This bill was one that groups opposed and it is true, that the worst part may well be hiding the information for two years.
Coussan disagreed, saying the bill doesn’t expand any confidentiality statutes that don’t already exist. “Basically the current policy right now is when DEQ is in an enforcement action, the enforcement action is not public. This bill doesn’t change that,” Coussan said. “This program falls under the enforcement authority of DEQ.” The new law states that “information contained in a voluntary environmental self-audit authorized by R.S. 30:2044 shall be held confidential by the department and shall be withheld from public disclosure until a final decision is made, or for a period not to exceed two years, whichever occurs first.” The environment department is required to publish any final decision on its website once the secrecy period expires. The law also instructs the department to establish regulations regarding the self-audit program, and Bagert said these regulations will likely determine what information will be kept secret and what will be available to the public.
Bagert then cited examples of industry reporting faux pas to show where the bill might be weak.
He pointed to an accident last month at the Domino Sugar refinery. A contractor called the environment department to report an acid gas leaking into the air. The contractor did not report how much gas or for how long it had been leaking, thus the Department of Environmental Quality deemed it to be below the reportable level, according to public records provided by Bagert. Bagert referred to records submitted to the environment department for several other accidents in which the actual levels of the pollution were either unknown or left off the record, prompting the department to accept them as minor non-reportable incidents. In one case on May 8, the oil and gas company Lobo Operating Inc. discovered one of its pipelines leaking in Breton Sound after someone noticed a sheen of oil on the surface. According to the document submitted to the environment department, the oil sheen was measured at 10 feet wide by 2 miles long yet was deemed to be less than a half gallon and below the reportable quantity. The report further indicated that the sheen escaped “beyond the incident location” and was unrecoverable.
If we believe in transparency in government then Bagert is worried about how the public can find out about these “minor” spills and incidents.
Bagert said he worries the public might no longer have access to these types of records if such accidents involving unknown quantities of released pollution are deemed minor events and accepted under the self-audit program. But he said he is optimistic after the governor’s office told him it would work with Together Louisiana on implementing the new regulations.
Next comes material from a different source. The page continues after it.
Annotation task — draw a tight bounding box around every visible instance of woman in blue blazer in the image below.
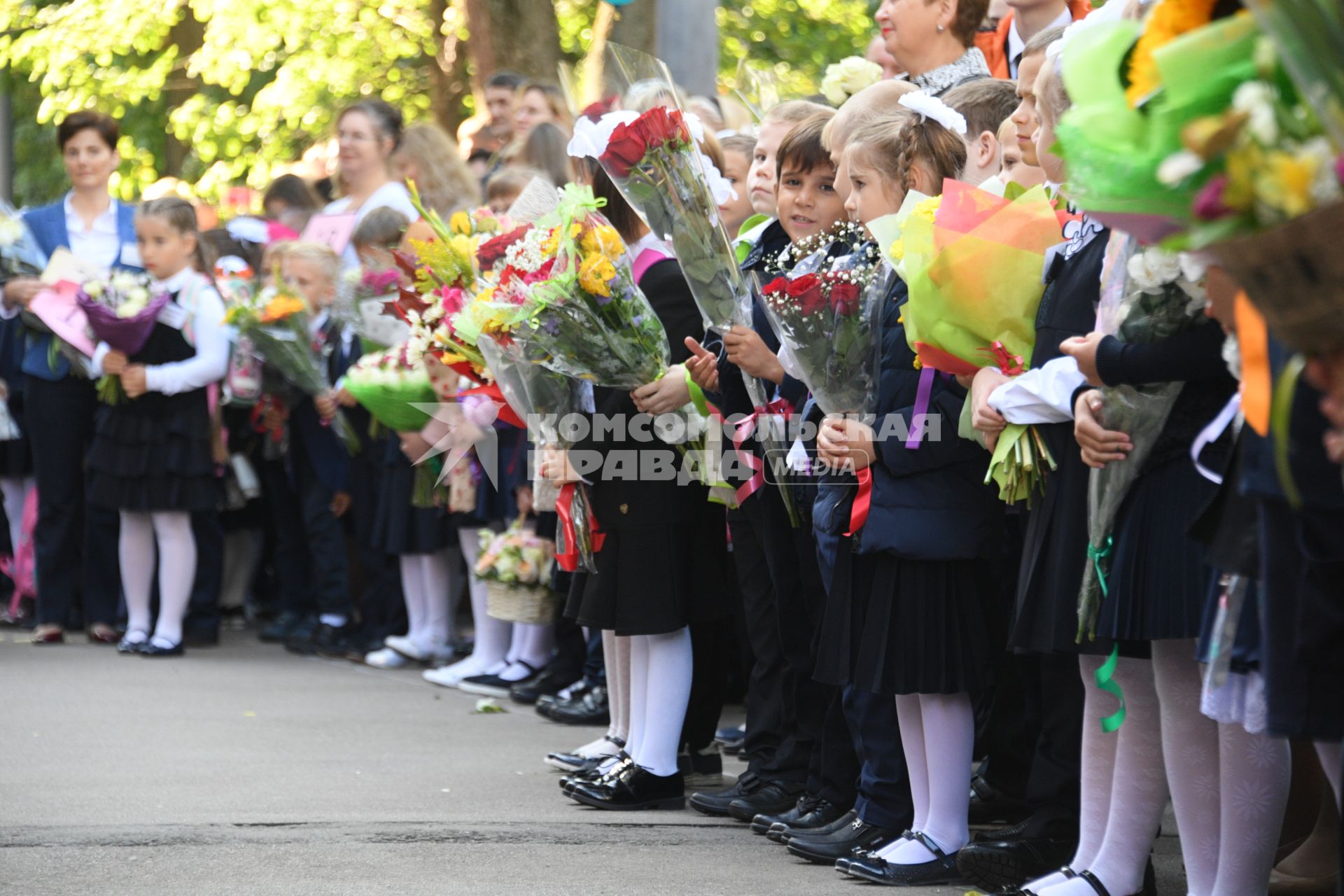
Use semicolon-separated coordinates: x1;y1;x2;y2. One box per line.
4;111;140;643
Violations that should not qualify for environmental self-audits, according to the new law, include ones: “That result in serious actual harm to the environment, “That may present an imminent or substantial endangerment to public health or the environment, “Discovered by the department prior to the written disclosure of the violation to the department and “Detected through monitoring, sampling or auditing procedures that are required by statute, regulation, permit, judicial or administrative order or consent agreement.”
The other questionable part of the bill was the lack of a need to hold public hearings to let the public talk and submit comments on the actions.
Another significant change under the new law is that the environment department is no longer required to hold public hearings on environmental assessments of plants that apply for pollution permits. Rather, it states, “the department may and, if requested, shall conduct a public hearing on the environmental assessment statement in the parish where the facility is located.” Additionally, the law instructs the department to develop new regulations that, among others, establish financial incentives for companies in the form of reducing or eliminating civil penalties for violations disclosed in a self-audit.
The question will be how much will the state listen to Together Louisiana as the work for implementing this bill. If Together Louisiana has a say, enforcement might be better. If no, then the state will do what they will.